Dalam makalah ini jenis kalam insya ghair thalabi tidak akan dijelaskan secara panjang lebar sebab, jenis kalam ini bukanlah bidang pembahasan ilmu ma’ani.

3. PEMBAGIAN KALAM INSYA’ THALABI
i. Amar (kalimat perintah)
Amar adalah menuntut dilaksanakannya suatu pekerjaan oleh pihak yang lebih tinggi kepada yang lebih rendah. Amar mempunyai empat macam redaksi, yaitu fi’il amar, fi’il mudhari’ yang didahului dengan lam amar, isim fi’il amar, dan mashdar yang menggantikan fi’il amar.
Kadang- kadang redaksi amar tidak digunakan untuk maknanya yang asli, melainkan kepada makna lain. Hal ini dapat diketahui melalui susunan kalimat.

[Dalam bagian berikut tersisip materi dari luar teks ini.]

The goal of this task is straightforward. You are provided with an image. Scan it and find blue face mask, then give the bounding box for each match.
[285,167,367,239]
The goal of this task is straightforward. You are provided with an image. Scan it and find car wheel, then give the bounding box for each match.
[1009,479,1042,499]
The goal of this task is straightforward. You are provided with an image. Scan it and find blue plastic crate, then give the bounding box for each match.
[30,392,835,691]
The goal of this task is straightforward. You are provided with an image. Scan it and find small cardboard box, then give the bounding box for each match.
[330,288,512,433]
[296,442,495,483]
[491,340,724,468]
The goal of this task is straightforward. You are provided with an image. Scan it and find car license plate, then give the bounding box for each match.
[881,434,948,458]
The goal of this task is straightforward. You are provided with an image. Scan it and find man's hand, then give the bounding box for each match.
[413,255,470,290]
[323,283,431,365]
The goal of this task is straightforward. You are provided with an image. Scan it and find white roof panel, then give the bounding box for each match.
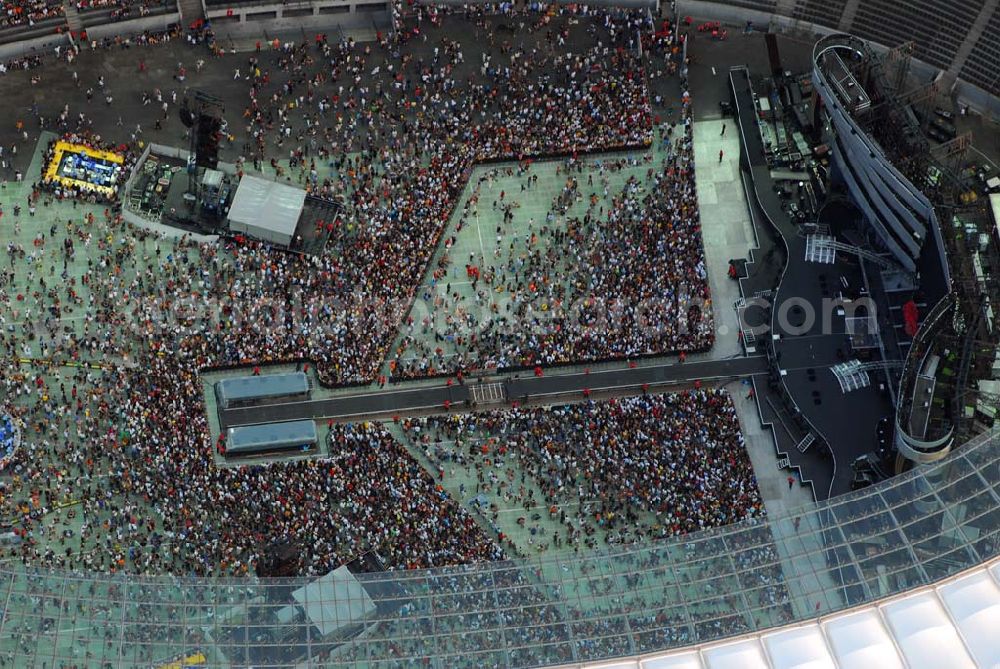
[702,639,769,669]
[938,571,1000,667]
[823,609,903,669]
[229,175,306,236]
[292,566,375,636]
[762,625,837,669]
[879,591,976,669]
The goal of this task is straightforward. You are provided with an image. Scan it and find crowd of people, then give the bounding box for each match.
[0,0,64,30]
[394,390,763,551]
[0,3,708,574]
[76,0,177,21]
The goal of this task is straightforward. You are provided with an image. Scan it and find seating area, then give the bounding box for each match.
[0,0,177,46]
[76,0,177,28]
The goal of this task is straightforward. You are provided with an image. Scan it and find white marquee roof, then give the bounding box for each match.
[548,560,1000,669]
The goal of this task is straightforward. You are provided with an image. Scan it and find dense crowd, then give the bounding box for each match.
[390,123,714,377]
[0,5,787,667]
[0,0,64,29]
[394,390,763,551]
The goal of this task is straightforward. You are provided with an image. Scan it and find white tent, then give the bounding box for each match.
[229,175,306,246]
[292,567,375,637]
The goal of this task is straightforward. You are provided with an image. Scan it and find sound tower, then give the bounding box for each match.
[195,114,222,170]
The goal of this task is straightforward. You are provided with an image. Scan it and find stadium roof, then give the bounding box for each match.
[229,175,306,243]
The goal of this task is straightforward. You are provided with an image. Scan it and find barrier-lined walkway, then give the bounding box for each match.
[219,356,767,429]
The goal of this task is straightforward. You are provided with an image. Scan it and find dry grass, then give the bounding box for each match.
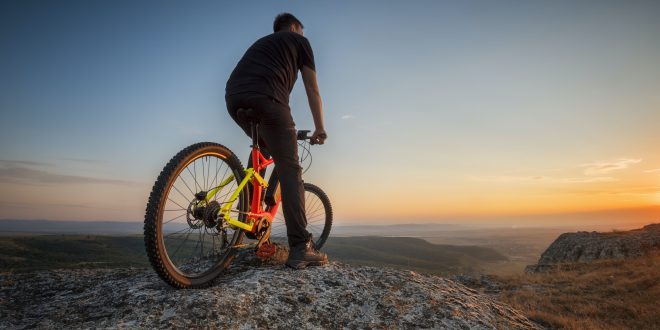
[499,252,660,329]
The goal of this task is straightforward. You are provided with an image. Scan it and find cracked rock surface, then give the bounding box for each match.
[0,250,537,329]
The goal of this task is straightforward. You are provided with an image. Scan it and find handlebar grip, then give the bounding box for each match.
[296,130,311,140]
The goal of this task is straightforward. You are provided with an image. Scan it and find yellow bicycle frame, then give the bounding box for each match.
[204,168,268,231]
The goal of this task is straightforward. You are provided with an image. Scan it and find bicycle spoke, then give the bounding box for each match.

Makna lain tersebut adalah untuk irsyad (bimbingan), doa (permohonan), iltimas (tawaran), tamanni (harapan yang sulit tercapai), takhyir (pemilihan), taswiyah (menyamakan), ta’jid (melemahkan mukhathab), tahdid (ancaman), dan ibahah (kebolehan).

Contoh:
• QS.Maryam: 12
خذ الكتاب بقوة ( مريم : 12)
Ambillah al-kitab (taurat) itu dengan sungguh-sungguh! (QS.Maryam: 12)

• Qathari bin Al-Fuja’ah
فصبرا فى مجال الموت صبرا # فما نيل الخلود بمستطاع
Bersabarlah dengan sesabar-sabarnya dalam hal kematian, sebab meraih keabadiannya itu suatu yang tidak mungkin.

• Khalid bin Shufwan
دع من اعمال السر م لا يصلح لك فى العلانية
Tinggalkanlah olehmu perbuatan rahasia yang tidak pantas kau kerjakan dengan terang-terangan.

ii. Nahyi (larangan)
Nahyi (larangan) adalah tuntutan tidak dilakukannya suatu perbuatan yang disampaikan oleh seseorang kepada orang yang martabatnya lebih rendah. Redaksi nahyia adalah fi’il mudhari’, didahului dengan laa nahiyah.
Kadang-kadang redaksi nahyi keluar dari maknanya yang hakiki dan menunjukan makna lain yang dapat dipahami dari susunan kalimat serta kondisi dan situasinya, seperti untuk doa, iltimas, tamanni, irsyad, taubah, tai-iis (pesimistis), tahdid, dan tahqir (penghinaan).
Contoh
• QS.al-an’am: 152
و لا تقربوا مال اليتيم إلا بالتي هي احسن
dan janganlah kau dekati harta anak yatim kecuali dengan cara yang lebih bermanfaat. (QS.al-an’am: 152)

• QS. An-nuur:22
و لا يأتل اولوا الفضل منكم و السعة ان يؤتوآ اولى القربى
Dan janganlah orang-orang yang mempunyai kelebihan dan kelapangan diantara kamu bersumpah bahwa mereka (tidak) akan memberi (bantuan) kepada kaum kerabatnya. (QS. An-nuur:22)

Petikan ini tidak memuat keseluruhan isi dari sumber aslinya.